You are viewing a plain text version of this content. The canonical link for it is here.
Posted to issues-all@impala.apache.org by "Zoltán Borók-Nagy (Jira)" <ji...@apache.org> on 2020/06/23 15:55:00 UTC

[jira] [Created] (IMPALA-9883) Fix stats extrapolation works for full ACID tables

Zoltán Borók-Nagy created IMPALA-9883:
-----------------------------------------

             Summary: Fix stats extrapolation works for full ACID tables
                 Key: IMPALA-9883
                 URL: https://issues.apache.org/jira/browse/IMPALA-9883
             Project: IMPALA
          Issue Type: Sub-task
            Reporter: Zoltán Borók-Nagy


Full ACID tables have _delta_ and _delete delta_ files. Delta files contain the inserted table data, while delete delta files contain tombstones that denotes the deleted rows.

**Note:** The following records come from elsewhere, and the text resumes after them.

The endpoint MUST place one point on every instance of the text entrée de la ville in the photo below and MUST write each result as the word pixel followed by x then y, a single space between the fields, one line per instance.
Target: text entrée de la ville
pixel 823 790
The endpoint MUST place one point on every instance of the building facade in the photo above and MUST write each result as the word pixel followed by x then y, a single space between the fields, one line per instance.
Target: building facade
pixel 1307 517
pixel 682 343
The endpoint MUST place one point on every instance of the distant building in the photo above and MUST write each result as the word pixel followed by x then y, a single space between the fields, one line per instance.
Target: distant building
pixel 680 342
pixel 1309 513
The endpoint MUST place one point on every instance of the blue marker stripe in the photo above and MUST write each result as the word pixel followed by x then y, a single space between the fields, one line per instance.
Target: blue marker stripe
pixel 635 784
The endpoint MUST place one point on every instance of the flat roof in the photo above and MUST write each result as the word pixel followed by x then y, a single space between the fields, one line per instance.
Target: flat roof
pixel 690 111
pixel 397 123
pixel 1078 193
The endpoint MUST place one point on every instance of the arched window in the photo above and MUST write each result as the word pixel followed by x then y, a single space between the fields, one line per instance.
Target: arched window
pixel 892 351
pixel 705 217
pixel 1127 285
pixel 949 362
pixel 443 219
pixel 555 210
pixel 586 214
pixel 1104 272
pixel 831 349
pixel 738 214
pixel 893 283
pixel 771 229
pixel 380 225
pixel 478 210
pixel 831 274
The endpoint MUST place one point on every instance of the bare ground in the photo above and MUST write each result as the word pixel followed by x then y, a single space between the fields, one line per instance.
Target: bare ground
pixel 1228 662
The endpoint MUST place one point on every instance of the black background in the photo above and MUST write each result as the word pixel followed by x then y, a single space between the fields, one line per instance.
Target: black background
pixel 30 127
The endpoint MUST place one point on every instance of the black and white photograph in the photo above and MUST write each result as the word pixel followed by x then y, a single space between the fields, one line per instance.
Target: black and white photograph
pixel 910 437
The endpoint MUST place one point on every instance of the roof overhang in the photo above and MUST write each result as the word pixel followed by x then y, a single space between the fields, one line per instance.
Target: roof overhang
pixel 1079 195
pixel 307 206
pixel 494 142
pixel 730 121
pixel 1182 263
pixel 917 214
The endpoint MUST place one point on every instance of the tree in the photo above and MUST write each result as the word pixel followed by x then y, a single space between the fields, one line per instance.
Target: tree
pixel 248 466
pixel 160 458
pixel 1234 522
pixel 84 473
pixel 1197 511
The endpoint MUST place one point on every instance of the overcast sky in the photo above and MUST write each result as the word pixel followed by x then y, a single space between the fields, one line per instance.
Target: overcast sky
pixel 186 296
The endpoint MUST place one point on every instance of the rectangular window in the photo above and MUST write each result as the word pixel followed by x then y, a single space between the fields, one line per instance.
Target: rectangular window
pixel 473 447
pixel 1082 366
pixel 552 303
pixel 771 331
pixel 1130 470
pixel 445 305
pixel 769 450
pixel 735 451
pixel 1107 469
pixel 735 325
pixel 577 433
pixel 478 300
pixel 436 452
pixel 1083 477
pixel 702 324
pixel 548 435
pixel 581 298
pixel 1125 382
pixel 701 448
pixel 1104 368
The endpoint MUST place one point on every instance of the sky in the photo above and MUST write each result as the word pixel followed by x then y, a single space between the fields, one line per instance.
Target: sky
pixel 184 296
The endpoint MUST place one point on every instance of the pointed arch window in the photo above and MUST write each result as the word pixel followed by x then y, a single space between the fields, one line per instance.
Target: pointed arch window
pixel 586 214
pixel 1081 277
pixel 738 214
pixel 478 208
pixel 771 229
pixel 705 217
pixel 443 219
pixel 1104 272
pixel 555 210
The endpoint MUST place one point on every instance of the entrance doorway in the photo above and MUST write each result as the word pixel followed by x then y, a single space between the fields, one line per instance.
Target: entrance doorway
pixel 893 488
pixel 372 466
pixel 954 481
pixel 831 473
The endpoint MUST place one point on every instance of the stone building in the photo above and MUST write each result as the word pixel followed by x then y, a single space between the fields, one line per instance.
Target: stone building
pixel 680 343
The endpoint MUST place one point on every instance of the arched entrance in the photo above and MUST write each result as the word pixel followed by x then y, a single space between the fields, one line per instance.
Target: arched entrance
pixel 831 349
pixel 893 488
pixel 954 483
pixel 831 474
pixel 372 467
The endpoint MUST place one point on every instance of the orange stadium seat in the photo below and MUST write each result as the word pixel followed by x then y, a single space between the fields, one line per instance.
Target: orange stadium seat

Therefore the result of a SELECT contains the rows coming from the delta files minus the rows whose tombstone is present in the delete delta files. See Full ACID Milestone 4 for more details.

Stats extrapolation uses file sampling. E.g. if the user issues COMPUTE STATS table TABLESAMPLE (10); then Impala will randomly select files whose aggregated byte size is at least 10% of the total byte size of the table files. Unfortunately for ACID tables this method doesn't estimate the stats correctly.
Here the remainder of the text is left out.